Клаудиа вздохнула с облегчением. Провела рукой по лбу Хорхе.
— Ты правда хорошо себя чувствуешь?
— Конечно, — ответил Хорхе, с нетерпением дожидаясь своей очереди выступать. — Персио, смотри, кто там такой выходит!
По знаку дона Гало, любезному, но и повелительному, выплыла Нелли и остановилась между роялем и стеной, в глубине бара. Луч прожектора ударил ей прямо в лицо («Как она волнуется, бедняжка», — говорила донья Росита так, чтобы все слышали), Нелли заморгала и, подняв руку, заслонила глаза. Метрдотель поспешно бросился к прожектору и отвел его в сторону. Все зааплодировали, чтобы подбодрить артистку.
— Я прочитаю вам «Смех и слезы» Хуана де Диос Песы, — объявила Нелли, вставая в такую позу, словно собиралась пуститься в пляс с кастаньетами. — «Смотря на Гаррика, британского актера, народ, рукоплескал, говорил ему…»
— А я тоже знаю этот стих, — сказал Хорхе. — Помнишь, я читал его в кафе в тот вечер? А теперь будет про врача.
— «И жертвы сплина, сухие лорды, средь черной ночи своих терзаний шли, чтоб увидеть царя актеров, — декламировала Нелли, — и сплин сменялся веселым смехом».
— Нелли прирожденная актриса, — доверительно сообщала донья Пепа донье Росите. — С детских лет, поверьте, уже стихами говорила: «Мой ботиночек мне жмет, а чулок тепло дает».
— Ну, мой Атилио не такой, — сказала донья Росита, вздыхая. — Ему только и нравилось, что давить на кухне тараканов да гонять мяч во дворе. Ох и поломал он у меня герани: с мальчишками намаешься, если хочешь, чтоб в доме был порядок.
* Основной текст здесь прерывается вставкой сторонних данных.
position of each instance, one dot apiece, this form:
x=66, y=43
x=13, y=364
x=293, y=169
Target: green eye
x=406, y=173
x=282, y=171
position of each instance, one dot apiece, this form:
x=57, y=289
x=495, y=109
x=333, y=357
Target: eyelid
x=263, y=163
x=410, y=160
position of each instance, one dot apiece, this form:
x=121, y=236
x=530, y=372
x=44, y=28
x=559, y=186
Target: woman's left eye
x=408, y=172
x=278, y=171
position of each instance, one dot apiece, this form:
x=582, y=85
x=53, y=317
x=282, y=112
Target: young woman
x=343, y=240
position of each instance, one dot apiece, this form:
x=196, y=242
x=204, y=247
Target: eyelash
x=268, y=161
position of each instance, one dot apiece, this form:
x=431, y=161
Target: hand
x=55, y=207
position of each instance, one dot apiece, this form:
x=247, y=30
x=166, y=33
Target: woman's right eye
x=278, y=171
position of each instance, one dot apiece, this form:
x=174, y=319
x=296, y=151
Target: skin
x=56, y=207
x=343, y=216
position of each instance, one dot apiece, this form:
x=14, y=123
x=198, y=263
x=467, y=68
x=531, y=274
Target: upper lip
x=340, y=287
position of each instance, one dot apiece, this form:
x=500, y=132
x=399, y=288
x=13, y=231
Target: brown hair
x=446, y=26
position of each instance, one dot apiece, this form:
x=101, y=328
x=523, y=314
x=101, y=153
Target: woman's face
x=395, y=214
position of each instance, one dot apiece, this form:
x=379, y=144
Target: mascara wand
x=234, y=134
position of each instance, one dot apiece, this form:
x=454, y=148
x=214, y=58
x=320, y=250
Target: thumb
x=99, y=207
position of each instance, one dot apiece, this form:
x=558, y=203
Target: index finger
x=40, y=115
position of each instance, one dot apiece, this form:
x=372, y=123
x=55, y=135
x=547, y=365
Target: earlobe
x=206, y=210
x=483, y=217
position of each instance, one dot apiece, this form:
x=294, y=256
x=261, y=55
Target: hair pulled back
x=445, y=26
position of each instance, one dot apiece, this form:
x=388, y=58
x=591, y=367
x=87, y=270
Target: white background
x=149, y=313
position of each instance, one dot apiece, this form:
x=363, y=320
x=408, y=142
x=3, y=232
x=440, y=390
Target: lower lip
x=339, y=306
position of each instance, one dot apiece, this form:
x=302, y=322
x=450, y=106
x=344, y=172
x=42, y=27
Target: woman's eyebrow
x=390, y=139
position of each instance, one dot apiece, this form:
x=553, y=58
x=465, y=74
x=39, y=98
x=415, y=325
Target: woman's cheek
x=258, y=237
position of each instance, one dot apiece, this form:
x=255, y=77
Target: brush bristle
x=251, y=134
Облокотись о стойку, готовые исполнить любое желание зрителей и выступающих, метрдотель и бармен смотрели концерт. Протянув руку к рычажку отопления, бармен перевел его с цифры 2 на цифру 4. Метрдотель взглянул на него, и оба улыбнулись; они не слишком понимали, о чем декламирует Нелли. Бармен достал две бутылки пива и два стакана. Бесшумно открыл бутылки и наполнил стаканы. Медрано, дремавший в глубине бара, только позавидовал им; пробираться между стульями было слишком трудно. Тут он заметил, что сигарета у него погасла, и осторожно отлепил окурок от губы. Он был доволен, что не сел рядом с Клаудией и мог теперь смотреть на нее из темноты, украдкой. «Какая она красивая», — подумал он. Его охватила какая-то робость, нерешительное желание, как у порога, который почему-то нельзя переступить, желание и робость еще усиливались от невозможности переступить этот порог, и это было прекрасно. «Она никогда не узнает, какое добро мне сделала», — сказал он себе. Полный сомнений, запустив все свои дела, со сломанной расческой, в рубашке без пуговиц, гонимый ветром, который рвал в клочья время, его лицо, самое жизнь, он снова приближался, приближался почти вплотную к этой приоткрытой, но неприступной двери, за которой, возможно, что-то произойдет, что-то родится, что станет его творением и смыслом его существования, но для этого он должен повернуться спиной к тому, что считал когда-то приемлемым и даже необходимым. Впрочем, до этого еще было далеко.